太陽の位置によって決まるため、年によって多少前後します。

おおむね9月7~8日頃なので、「9月上旬頃」と覚えておけば十分です。


白露は何と読む?

「はくろ」と読みます。

「白い露」と書くとおり、草木に降りた露が白く光って見える季節の様子を表した名前です。


白露は秋の始まり?

二十四節気で秋が始まるのは「立秋」です。

白露は立秋・処暑のあとに訪れるため、秋の始まりそのものではありません。

夏の暑さが残る中で、秋らしさが徐々に深まってくる頃と考えるとよいでしょう。


白露と秋分は同じ?

同じではありません。

白露は9月上旬頃、秋分は9月下旬頃に訪れる別々の二十四節気です。

白露では朝晩の涼しさや草木の露などから秋を感じやすくなり、秋分になると昼と夜の長さがほぼ同じになる頃を迎えます。


白露には何をすればいい?

白露に必ず行わなければならない行事はありません。

早朝の草木についた露を見たり、秋の虫の声を聞いたり、梨やぶどうなど季節の食べ物を楽しんだりするのもよいでしょう。

日常生活の中で季節が夏から秋へ移っていく様子を感じてみてください。

まとめ|白露は本格的な秋へ向かい始める季節

白露は二十四節気のひとつで、9月上旬頃に訪れる季節の節目です。

「しらつゆが草に宿る」と表されるように、朝晩の気温が下がり、草木に露が見られる頃を意味しています。
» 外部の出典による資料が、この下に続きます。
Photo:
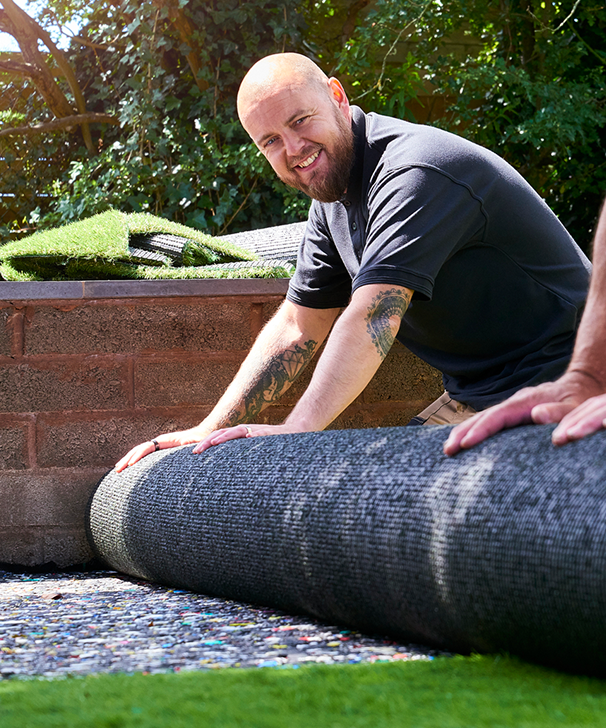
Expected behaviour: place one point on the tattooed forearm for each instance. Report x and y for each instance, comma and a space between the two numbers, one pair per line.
273, 380
383, 306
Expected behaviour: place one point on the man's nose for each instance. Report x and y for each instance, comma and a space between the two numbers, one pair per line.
293, 144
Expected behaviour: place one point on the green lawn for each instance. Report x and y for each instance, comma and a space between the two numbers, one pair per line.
473, 691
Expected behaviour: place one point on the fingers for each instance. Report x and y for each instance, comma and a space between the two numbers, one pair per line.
134, 456
485, 424
224, 435
549, 412
586, 419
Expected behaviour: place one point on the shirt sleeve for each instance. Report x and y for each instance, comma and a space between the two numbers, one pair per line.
417, 218
321, 279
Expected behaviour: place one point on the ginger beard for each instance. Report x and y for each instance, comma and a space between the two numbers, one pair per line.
331, 185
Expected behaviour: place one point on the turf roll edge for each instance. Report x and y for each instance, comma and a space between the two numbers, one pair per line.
502, 547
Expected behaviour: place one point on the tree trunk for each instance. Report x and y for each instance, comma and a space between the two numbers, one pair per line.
27, 32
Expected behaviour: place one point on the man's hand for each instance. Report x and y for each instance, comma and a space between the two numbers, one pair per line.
235, 433
547, 403
172, 439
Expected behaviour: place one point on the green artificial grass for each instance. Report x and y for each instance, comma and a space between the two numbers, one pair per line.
491, 691
99, 248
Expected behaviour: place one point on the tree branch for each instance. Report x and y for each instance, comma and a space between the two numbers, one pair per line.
64, 122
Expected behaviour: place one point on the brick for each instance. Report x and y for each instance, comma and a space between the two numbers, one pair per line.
31, 547
360, 416
46, 498
269, 310
6, 331
54, 385
13, 447
132, 328
102, 439
182, 383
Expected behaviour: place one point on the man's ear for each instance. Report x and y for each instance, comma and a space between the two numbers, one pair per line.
338, 93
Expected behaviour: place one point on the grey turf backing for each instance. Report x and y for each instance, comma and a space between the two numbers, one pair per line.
501, 547
281, 242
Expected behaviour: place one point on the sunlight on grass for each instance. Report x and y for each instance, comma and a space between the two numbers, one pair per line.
447, 692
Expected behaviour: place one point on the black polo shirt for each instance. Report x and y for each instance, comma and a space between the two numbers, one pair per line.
499, 283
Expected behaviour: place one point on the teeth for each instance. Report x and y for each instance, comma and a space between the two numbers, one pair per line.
308, 161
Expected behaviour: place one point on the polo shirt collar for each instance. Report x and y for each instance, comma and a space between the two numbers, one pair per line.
354, 186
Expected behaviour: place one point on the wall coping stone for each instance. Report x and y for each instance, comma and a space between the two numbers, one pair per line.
82, 290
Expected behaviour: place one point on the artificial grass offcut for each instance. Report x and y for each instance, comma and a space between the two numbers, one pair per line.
461, 692
115, 245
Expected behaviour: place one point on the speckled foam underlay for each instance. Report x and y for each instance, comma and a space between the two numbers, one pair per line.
502, 547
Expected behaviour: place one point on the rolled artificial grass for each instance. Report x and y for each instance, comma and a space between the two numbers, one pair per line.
491, 691
108, 246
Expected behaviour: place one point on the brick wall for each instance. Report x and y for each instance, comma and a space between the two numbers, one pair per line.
87, 370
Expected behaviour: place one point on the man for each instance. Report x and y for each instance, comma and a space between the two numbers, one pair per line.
578, 399
405, 219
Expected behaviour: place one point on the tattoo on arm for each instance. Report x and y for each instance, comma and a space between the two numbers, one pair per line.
274, 378
383, 306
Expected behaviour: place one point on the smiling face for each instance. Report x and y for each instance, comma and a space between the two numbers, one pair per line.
302, 124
暦の上では立秋からすでに秋が始まっていますが、白露の頃になると、

  • 朝晩が涼しくなる
  • 草木に露がつく
  • 日が短くなってくる
  • 秋の虫の声が聞こえる

など、実際の生活の中でも秋らしい変化を感じやすくなります。

白露の時期に決まった行事食はありませんが、梨・ぶどう・栗・さつまいもなど、秋を感じられる食材も少しずつ増えていきます。

二十四節気では、暑さが落ち着き始める「処暑」から白露へ進み、その後は昼と夜の長さがほぼ同じになる「秋分」を迎えます。

「最近、朝が少し涼しくなった」
「夕方に暗くなるのが早くなった」

と感じたら、それも季節が白露から本格的な秋へ向かっているサインのひとつです。

普段何気なく過ごしている9月も、二十四節気を知ることで季節の変化をより身近に感じられるでしょう。